The bay was as shadowy as everything else, with the usual periodic sweeps of red light illuminating the looming shapes of the fighters. But the siren was quieter here, probably so anybody piloting in an emergency would be able to hear themselves think. No one seemed to be paying much attention to the small spacecraft with the much larger vessel foundering.

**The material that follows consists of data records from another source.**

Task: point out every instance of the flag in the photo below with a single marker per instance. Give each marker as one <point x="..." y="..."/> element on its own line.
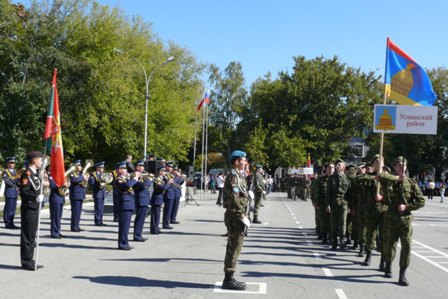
<point x="53" y="136"/>
<point x="406" y="82"/>
<point x="205" y="100"/>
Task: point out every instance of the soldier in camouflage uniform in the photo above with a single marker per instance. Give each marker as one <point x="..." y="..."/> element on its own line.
<point x="235" y="218"/>
<point x="258" y="191"/>
<point x="337" y="204"/>
<point x="403" y="196"/>
<point x="375" y="213"/>
<point x="324" y="214"/>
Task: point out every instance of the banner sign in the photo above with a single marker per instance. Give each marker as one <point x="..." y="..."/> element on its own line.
<point x="403" y="119"/>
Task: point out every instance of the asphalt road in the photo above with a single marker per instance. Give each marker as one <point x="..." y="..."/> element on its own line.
<point x="281" y="258"/>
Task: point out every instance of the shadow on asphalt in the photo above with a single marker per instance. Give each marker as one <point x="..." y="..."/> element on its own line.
<point x="131" y="281"/>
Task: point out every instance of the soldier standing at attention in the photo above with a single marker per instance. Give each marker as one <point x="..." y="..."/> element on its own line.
<point x="30" y="184"/>
<point x="337" y="205"/>
<point x="235" y="218"/>
<point x="403" y="196"/>
<point x="258" y="190"/>
<point x="11" y="182"/>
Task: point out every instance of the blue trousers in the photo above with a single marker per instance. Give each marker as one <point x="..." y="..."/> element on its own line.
<point x="124" y="222"/>
<point x="9" y="211"/>
<point x="175" y="209"/>
<point x="99" y="210"/>
<point x="55" y="218"/>
<point x="139" y="222"/>
<point x="155" y="219"/>
<point x="76" y="205"/>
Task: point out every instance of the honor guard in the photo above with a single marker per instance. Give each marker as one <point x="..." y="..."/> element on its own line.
<point x="235" y="219"/>
<point x="124" y="184"/>
<point x="77" y="195"/>
<point x="30" y="185"/>
<point x="57" y="200"/>
<point x="141" y="194"/>
<point x="160" y="185"/>
<point x="11" y="181"/>
<point x="169" y="196"/>
<point x="96" y="180"/>
<point x="178" y="181"/>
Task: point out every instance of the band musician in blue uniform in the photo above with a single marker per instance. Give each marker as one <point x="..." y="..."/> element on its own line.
<point x="11" y="181"/>
<point x="141" y="194"/>
<point x="99" y="193"/>
<point x="126" y="203"/>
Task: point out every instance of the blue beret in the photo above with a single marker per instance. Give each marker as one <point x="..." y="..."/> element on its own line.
<point x="237" y="154"/>
<point x="100" y="164"/>
<point x="11" y="159"/>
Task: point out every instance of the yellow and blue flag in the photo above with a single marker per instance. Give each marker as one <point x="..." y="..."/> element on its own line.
<point x="406" y="82"/>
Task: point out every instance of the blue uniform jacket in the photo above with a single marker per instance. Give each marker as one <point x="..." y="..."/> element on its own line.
<point x="10" y="191"/>
<point x="160" y="185"/>
<point x="178" y="189"/>
<point x="125" y="193"/>
<point x="141" y="193"/>
<point x="99" y="191"/>
<point x="77" y="191"/>
<point x="55" y="197"/>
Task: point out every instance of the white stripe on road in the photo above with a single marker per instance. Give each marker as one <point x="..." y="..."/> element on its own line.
<point x="340" y="294"/>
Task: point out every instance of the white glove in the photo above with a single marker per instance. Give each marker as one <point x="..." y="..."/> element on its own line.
<point x="245" y="221"/>
<point x="40" y="198"/>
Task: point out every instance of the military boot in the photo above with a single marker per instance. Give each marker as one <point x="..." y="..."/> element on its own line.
<point x="230" y="283"/>
<point x="256" y="220"/>
<point x="382" y="266"/>
<point x="361" y="250"/>
<point x="388" y="270"/>
<point x="402" y="279"/>
<point x="334" y="246"/>
<point x="368" y="259"/>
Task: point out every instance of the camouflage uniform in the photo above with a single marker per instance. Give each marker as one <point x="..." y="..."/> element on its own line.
<point x="235" y="204"/>
<point x="338" y="185"/>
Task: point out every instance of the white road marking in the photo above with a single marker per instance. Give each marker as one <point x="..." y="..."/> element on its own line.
<point x="340" y="294"/>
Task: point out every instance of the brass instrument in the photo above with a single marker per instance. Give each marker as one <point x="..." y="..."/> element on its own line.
<point x="89" y="163"/>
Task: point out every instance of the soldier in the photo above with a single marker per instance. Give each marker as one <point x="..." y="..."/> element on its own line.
<point x="375" y="214"/>
<point x="337" y="204"/>
<point x="403" y="196"/>
<point x="30" y="184"/>
<point x="235" y="218"/>
<point x="258" y="190"/>
<point x="324" y="214"/>
<point x="126" y="203"/>
<point x="160" y="185"/>
<point x="11" y="181"/>
<point x="77" y="195"/>
<point x="99" y="193"/>
<point x="141" y="201"/>
<point x="178" y="182"/>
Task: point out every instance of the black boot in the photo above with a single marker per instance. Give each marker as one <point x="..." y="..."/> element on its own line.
<point x="402" y="279"/>
<point x="382" y="266"/>
<point x="368" y="259"/>
<point x="230" y="283"/>
<point x="334" y="246"/>
<point x="361" y="250"/>
<point x="387" y="270"/>
<point x="256" y="220"/>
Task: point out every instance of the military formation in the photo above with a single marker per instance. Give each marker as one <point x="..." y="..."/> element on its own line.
<point x="134" y="191"/>
<point x="369" y="207"/>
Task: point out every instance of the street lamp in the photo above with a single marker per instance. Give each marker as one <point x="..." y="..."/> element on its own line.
<point x="147" y="79"/>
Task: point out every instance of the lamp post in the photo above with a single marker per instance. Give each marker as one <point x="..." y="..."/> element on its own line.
<point x="147" y="80"/>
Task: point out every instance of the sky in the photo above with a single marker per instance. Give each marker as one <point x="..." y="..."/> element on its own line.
<point x="265" y="35"/>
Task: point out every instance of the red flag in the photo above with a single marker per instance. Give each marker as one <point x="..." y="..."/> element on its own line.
<point x="54" y="136"/>
<point x="206" y="100"/>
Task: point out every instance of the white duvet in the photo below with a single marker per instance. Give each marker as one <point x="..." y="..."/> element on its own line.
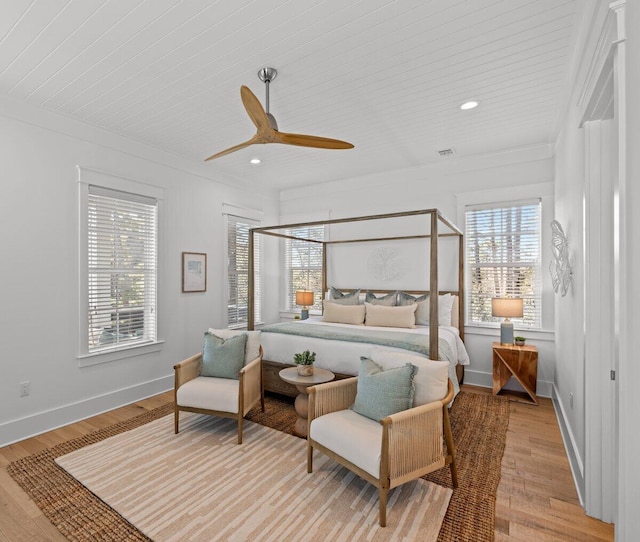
<point x="343" y="356"/>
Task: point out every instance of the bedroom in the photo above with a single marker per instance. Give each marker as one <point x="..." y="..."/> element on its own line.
<point x="41" y="149"/>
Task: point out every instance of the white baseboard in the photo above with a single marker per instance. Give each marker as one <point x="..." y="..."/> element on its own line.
<point x="575" y="461"/>
<point x="35" y="424"/>
<point x="485" y="380"/>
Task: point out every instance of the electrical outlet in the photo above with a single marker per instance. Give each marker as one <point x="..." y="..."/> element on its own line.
<point x="25" y="388"/>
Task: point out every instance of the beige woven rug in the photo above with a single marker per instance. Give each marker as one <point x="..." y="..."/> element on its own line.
<point x="200" y="485"/>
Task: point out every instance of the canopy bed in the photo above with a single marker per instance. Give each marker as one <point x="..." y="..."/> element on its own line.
<point x="339" y="345"/>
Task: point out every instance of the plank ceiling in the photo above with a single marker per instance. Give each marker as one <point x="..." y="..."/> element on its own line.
<point x="385" y="75"/>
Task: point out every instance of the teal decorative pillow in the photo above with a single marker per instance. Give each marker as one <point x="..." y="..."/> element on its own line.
<point x="388" y="300"/>
<point x="351" y="298"/>
<point x="223" y="358"/>
<point x="381" y="393"/>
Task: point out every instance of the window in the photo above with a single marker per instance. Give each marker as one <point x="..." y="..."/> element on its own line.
<point x="303" y="262"/>
<point x="122" y="238"/>
<point x="238" y="271"/>
<point x="503" y="260"/>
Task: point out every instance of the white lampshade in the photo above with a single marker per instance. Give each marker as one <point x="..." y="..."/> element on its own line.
<point x="507" y="307"/>
<point x="304" y="298"/>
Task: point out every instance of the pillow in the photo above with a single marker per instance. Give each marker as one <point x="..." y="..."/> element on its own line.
<point x="253" y="341"/>
<point x="445" y="304"/>
<point x="352" y="298"/>
<point x="382" y="393"/>
<point x="422" y="311"/>
<point x="431" y="379"/>
<point x="388" y="300"/>
<point x="343" y="314"/>
<point x="223" y="358"/>
<point x="379" y="315"/>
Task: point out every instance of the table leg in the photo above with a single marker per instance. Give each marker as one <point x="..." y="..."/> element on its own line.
<point x="302" y="409"/>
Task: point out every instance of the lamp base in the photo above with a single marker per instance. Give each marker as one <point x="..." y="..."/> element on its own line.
<point x="506" y="332"/>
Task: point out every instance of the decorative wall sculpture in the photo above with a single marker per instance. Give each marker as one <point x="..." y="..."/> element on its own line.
<point x="560" y="267"/>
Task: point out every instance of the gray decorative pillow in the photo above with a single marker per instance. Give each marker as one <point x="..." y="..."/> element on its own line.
<point x="422" y="312"/>
<point x="223" y="358"/>
<point x="388" y="300"/>
<point x="351" y="298"/>
<point x="381" y="393"/>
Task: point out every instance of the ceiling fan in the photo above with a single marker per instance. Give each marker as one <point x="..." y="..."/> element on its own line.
<point x="268" y="128"/>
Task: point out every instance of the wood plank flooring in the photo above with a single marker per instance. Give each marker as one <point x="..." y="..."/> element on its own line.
<point x="536" y="497"/>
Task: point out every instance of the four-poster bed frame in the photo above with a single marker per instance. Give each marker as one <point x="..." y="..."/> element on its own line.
<point x="432" y="235"/>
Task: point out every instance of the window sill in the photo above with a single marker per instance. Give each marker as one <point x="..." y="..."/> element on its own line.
<point x="95" y="358"/>
<point x="534" y="334"/>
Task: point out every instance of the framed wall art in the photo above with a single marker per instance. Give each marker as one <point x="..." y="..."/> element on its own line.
<point x="194" y="272"/>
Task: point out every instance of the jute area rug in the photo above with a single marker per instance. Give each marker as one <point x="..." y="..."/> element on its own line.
<point x="479" y="424"/>
<point x="200" y="485"/>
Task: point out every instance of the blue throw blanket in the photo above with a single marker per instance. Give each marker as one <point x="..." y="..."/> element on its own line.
<point x="407" y="341"/>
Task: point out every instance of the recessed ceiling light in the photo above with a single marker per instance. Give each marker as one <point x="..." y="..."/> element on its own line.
<point x="469" y="105"/>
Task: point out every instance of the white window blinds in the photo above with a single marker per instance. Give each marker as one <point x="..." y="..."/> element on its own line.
<point x="122" y="260"/>
<point x="503" y="260"/>
<point x="238" y="271"/>
<point x="303" y="262"/>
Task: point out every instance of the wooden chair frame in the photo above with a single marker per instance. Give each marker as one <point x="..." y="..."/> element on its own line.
<point x="250" y="389"/>
<point x="411" y="440"/>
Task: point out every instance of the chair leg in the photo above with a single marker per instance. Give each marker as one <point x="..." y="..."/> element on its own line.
<point x="384" y="490"/>
<point x="448" y="437"/>
<point x="309" y="457"/>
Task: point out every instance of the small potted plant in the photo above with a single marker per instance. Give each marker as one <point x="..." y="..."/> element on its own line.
<point x="304" y="361"/>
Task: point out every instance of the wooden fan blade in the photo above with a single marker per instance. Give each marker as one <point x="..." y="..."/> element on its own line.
<point x="311" y="141"/>
<point x="232" y="149"/>
<point x="254" y="109"/>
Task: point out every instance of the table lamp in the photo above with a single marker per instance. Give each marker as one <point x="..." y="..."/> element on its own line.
<point x="506" y="307"/>
<point x="304" y="298"/>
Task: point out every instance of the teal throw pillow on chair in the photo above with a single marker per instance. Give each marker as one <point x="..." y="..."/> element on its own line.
<point x="223" y="358"/>
<point x="381" y="393"/>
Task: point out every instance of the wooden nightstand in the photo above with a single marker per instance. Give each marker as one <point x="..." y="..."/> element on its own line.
<point x="520" y="362"/>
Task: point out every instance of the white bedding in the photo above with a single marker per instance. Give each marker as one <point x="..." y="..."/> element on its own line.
<point x="344" y="357"/>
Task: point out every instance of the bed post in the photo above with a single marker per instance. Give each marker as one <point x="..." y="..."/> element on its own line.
<point x="461" y="285"/>
<point x="433" y="288"/>
<point x="250" y="303"/>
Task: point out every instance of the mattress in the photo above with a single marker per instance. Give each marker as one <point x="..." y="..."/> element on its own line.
<point x="341" y="356"/>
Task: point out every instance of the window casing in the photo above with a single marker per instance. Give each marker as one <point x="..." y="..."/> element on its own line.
<point x="303" y="264"/>
<point x="503" y="255"/>
<point x="238" y="271"/>
<point x="122" y="244"/>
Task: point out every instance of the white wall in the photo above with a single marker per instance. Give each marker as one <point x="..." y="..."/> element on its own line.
<point x="628" y="524"/>
<point x="443" y="186"/>
<point x="39" y="323"/>
<point x="587" y="432"/>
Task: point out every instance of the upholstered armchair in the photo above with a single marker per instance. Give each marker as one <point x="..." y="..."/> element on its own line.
<point x="226" y="397"/>
<point x="397" y="449"/>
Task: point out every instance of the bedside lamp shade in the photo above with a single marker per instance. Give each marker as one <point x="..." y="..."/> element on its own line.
<point x="506" y="307"/>
<point x="304" y="298"/>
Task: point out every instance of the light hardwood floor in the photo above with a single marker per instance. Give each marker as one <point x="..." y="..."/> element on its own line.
<point x="536" y="498"/>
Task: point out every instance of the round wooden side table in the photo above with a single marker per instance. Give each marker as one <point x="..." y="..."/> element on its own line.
<point x="290" y="375"/>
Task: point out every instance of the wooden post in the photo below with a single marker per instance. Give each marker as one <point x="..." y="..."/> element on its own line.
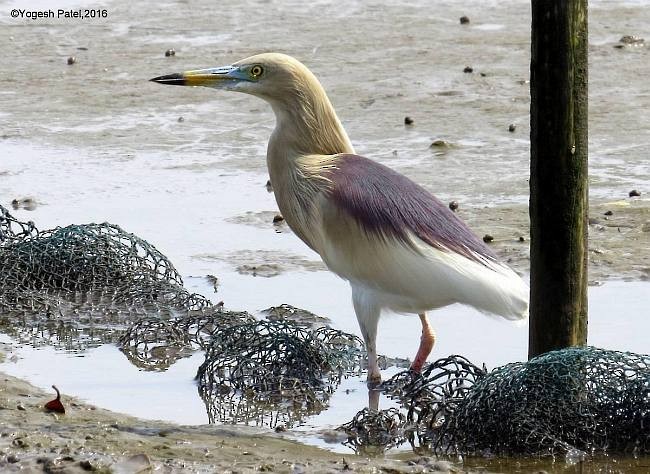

Or else I was wrong again. Nev cursed only loud enough for me to hear, and a voice echoed from the other side of the bay:
“Yes, they’re shooting at us. That grubby little fishing vessel!” The revolting little man who’d hit me appeared, striding out of the shadows with someone dressed as a fighter pilot. The disgusting man was likely a vice captain, or else he would have been on the bridge right now. I wanted to leap forward and attack him, until his next words made me freeze: “Even if our ship’s cannons are offline, these starfighters aren’t. I want to see chunks of that heap drifting by viewports in less than ten minutes.”
My ship. My crew. I realized my hand was now digging into Nev’s back like a claw. He turned and touched my face, just for a second, to bring my eyes to his.
I could never in a million years have imagined a situation in which Nevarian Dracorte would have either touched my face, or touched my face without me punching his. But apparently this was one. He held my gaze and nodded, communicating everything he had to in that simple gesture:
It’ll be okay. Wait here.
I waited. Because, for some unfathomable reason, I still trusted him.
He strolled away from the doors with the pistol at his side, swinging his deadly blade almost jauntily, as if it were a cane…and whistling, of all things.
Both men halted midstep. Their eyes were mag-coupled to the Disruption Blade. They knew what it meant that he had one.
“Fancy meeting you here,” Nev said.
The disgusting man reached for what was likely a comm at his ear. Before his hand even made it halfway, Nev’s pistol was up.
“No, you know how this goes,” Nev said. “That’s it, drop your hand.”
He strode right up to both of them, pistol pointed. He stood for a moment, as if considering them, and then cocked his head at the disgusting one.
“You really might want to reconsider that facial hair. And hitting other captains.” He leaned forward, as if sharing a secret. “You never know when they might outrank you someday.”
And then Nev backhanded him across the face. He hit him like the man had hit me, except Nev was holding the pistol and so the blow was a lot heavier.